Autumn Statement 2022: facing into the storm

In his Autumn Statement, Chancellor of the Exchequer Jeremy Hunt unveiled a series of measures designed to shore up the UK’s finances. Against a backdrop of intensifying inflationary pressures and rising interest rates, UK households face their most dramatic decline in living standards since records began in 1956.


  • The UK is already in recession
  • The additional rate threshold for income tax was cut 
  • Energy bills are set to increase

In his Autumn Statement , Chancellor of the Exchequer Jeremy Hunt unveiled a series of measures designed to shore up the UK’s finances. Against a backdrop of intensifying inflationary pressures and rising interest rates, UK households face their most dramatic decline in living standards since records began in 1956. The Office for Budget Responsibility (OBR)  warned that household incomes – adjusted for inflation – were set to drop by 7.1% and are not expected to recover to pre-pandemic levels for at least six years.

“UK households face their most dramatic decline in living standards since records began in 1956”

The UK is already in recession … and the outlook is bleak

The UK is already in recession according to the OBR, which expects the economy to contract by 1.4% next year, and to grow by 1.3%, 2.6% and 2.7% over the subsequent three years. The rate of unemployment is predicted to rise from 3.6% to reach 4.9% in 2024, and the rate of inflation – running at 11.1%  year on year in October – is forecast to be 9.1% this year and 7.4% in 2023.

“You cannot borrow your way to growth”

The Chancellor confirmed two new fiscal rules in his Autumn Statement. The first was that underlying debt must fall as a percentage of GDP by the fifth year of a rolling five-year period. The second was that public sector borrowing must be below 3% of GDP over the same period. During the current fiscal year, the UK is predicted to borrow 7.1% of GDP, falling to 5.5% next year, and then to 2.4% by 2027-28. Meanwhile, underlying debt as a percentage of GDP is set to decline from a peak of 97.6% of GDP in 2025-26 to 97.3% in 2027-28.

Stealth taxes

The income tax personal allowance and the threshold at which earners start to pay the basic and higher rate were frozen until April 2028. The thresholds for National Insurance contributions and inheritance tax were also frozen until April 2028, and the threshold at which people start to pay the additional rate of 50% was reduced from £150,000 to £125,140. The tax-free allowance for dividend income will be cut from £2,000 to £1,000 in April 2023, and cut again to £500 in April 2024. The capital gains tax (CGT) allowance will be reduced from £12,300 to £6,000 in April 2023, falling to £3,000 in April 2024.

Triple lock remains in place

State pension payments, means-tested and disability benefits were increased by 10.1%, in line with the rate of consumer price inflation in September.

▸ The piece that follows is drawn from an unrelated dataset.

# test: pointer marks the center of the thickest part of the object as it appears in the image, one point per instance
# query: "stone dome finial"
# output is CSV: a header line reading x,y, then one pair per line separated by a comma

Elsewhere, the hourly minimum wage for individuals aged over 23 was raised to £10.42 from April 2023.

Rising energy bills and windfall taxes

The energy price cap for households will be extended until April 2024, but the cap on average household energy bills will be raised from £2,500 to £3,000 per year. Households on means-tested benefits will receive an additional support payment of £900 next year. Pensioner households will receive payments of £300, while those on disability benefit will receive £150. The windfall tax imposed on the profits of energy firms was raised from 25% to 35% and will remain in place until March 2028. The Government will also levy a temporary tax of 45% on electricity generators from January 2023.

Steps towards business rate reform

Business properties are set to be revalued to reflect higher property values, but the Government will provide additional support for businesses facing increased bills. There will be also further support for businesses in the retail, hospitality and leisure sectors. In response, the British Retail Consortium (BRC)  hailed the Government’s moves towards reforming business rates, commenting: “This represents the first step towards a more fundamental reform of the broken business rates system”, but also warned that high inflation remains “a major threat to the UK economy”.

Government raises spending on health and education

The Government increased spending on the NHS by £3.3 billion per year for the next two years, and on schools by £2.3 billion per year. The devolved administrations in Wales, Scotland and Northern Ireland will receive additional funding during the next two years. Defence spending was kept at NATO’s minimum  target of 2% of GDP. Spending on overseas aid was maintained at 0.5% for the next five years, which is below the 0.7% target. Overall, the pace of growth in scheduled public spending is set to slow from 2025.

A mixed reaction from business groups

Business groups’ responses to the Autumn Statement were mixed. The Confederation of British Industry (CBI)  commented: “The Chancellor deserves credit for delivering stability, as well as protecting the most vulnerable, but businesses will think there’s more to be done on growth”. Elsewhere, the British Chambers of Commerce (BCC)  gave some of the measures a cautious welcome, but warned: “In the teeth of a recession, this statement will not increase business confidence”.